18 March 2014

Deep-sea mining ‘must responsibly respect ecosystems’

 Papua New Guinea Mine Watch



Jonathan Amos | BBC News

Elements such as lanthanum are in high demand for use in hybrid car batteries
Scientists have made an impassioned plea for humanity to pause and think before making a headlong rush to exploit the deep sea.
The researchers said the oceans' lowest reaches had untold riches that could benefit mankind enormously, but not if the harvesting were done destructively.
The scientists called for a "new stewardship" of the deep sea.
This would require effective ecosystem management and sustainable methods of exploitation.
The researchers said the fishing sector had already initiated some very damaging practices, such as the widely criticised use of heavy-rolling, sea-floor nets, but that there was still time for other sectors to take more sensitive approaches.
This includes the imminent development and spread of industrial-scale deep-sea mining.
Technology-driven
The ocean floor is being targeted as a source for a range of metals and minerals.
Part of this is driven by the insatiable appetite for modern technology devices like cell phones and hybrid cars.
The battery in a Toyota Prius hybrid car, for example, requires more than 10kg of lanthanum.
Large tracts of sea bed have now been licensed to permit the prospecting of manganese nodules, cobalt crusts, massive sulphides to produce copper and zinc, and even phosphates to make fertilisers.
Some of these licences are certain to turn into full-mining permissions this decade.
"The deep ocean is a vast repository of resources, and looking over the long term - the next hundreds of years, say - we almost surely are going in there to mine," said Prof Lisa Levin, a biological oceanographer at the Scripps Institution of Oceanography, in San Diego, California.
"Even if some deposits are not currently economically viable, they probably will be in 50 years from now.
"What we're trying to say is that we need to do this in a responsible way, and if we are going to extract these resources, we need to do it with the least amount of harm to ecosystems, and now is the time to start thinking about how we do that," she told BBC News.
The researchers made their call for a new stewardship mentality at the annual meeting of the American Association for the Advancement of Science (AAAS).
Upfront science
Mining of the deep ocean has been talked about since at least the 1970s, but the advance in underwater robotics and rising commodity prices have brought the notion much closer to reality.
The International Seabed Authority has so far issued 19 prospecting licences, covering a combined area about the size of Mexico.
These licences are held by governments and big contractors, such as Lockheed Martin, which operates in the aerospace, defence and civil sectors, and more requests are pending.
Initial surveys have indicated that some of the metal reserves could be very lucrative, producing materials such as copper that would be worth hundreds of millions of dollars on the London Metal Exchange.

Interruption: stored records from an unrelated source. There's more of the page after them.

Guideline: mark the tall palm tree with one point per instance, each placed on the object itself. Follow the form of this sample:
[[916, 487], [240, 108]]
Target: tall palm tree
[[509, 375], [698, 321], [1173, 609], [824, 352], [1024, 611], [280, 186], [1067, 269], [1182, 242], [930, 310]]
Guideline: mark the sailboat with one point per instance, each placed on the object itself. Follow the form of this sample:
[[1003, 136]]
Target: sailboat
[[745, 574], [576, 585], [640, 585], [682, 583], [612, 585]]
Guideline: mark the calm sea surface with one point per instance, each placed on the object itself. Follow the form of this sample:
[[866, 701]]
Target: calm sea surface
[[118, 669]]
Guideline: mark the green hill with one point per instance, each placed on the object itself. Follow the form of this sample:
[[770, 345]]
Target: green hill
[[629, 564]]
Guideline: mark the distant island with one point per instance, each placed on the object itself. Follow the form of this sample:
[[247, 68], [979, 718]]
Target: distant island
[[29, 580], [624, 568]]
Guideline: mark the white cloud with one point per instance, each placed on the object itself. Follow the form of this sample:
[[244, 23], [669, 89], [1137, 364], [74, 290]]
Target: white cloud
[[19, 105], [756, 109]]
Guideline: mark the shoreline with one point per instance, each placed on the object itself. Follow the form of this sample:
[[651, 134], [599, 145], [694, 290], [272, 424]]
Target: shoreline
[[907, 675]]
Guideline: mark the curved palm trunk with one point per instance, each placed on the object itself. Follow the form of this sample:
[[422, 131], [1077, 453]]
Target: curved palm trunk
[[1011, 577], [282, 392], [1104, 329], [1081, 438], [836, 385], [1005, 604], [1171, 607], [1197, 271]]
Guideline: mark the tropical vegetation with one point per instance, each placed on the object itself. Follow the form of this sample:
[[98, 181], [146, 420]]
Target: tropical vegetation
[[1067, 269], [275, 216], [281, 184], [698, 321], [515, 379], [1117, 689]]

But before the extraction can begin, thorough environmental assessments had to be done, said Prof Cindy Lee Van Dover, the director of the Duke University Marine Laboratory, in Beaufort, North Carolina.
"The most effective time to do environmental management is before the mining begins. That mining has not yet commenced, and if we want to get really progressive environmental regulations, we need to do it now," she argued.
"That environmental management needs to be informed by science, and that science needs support from international and national agencies to make it happen. It's not cheap to work in the deep sea."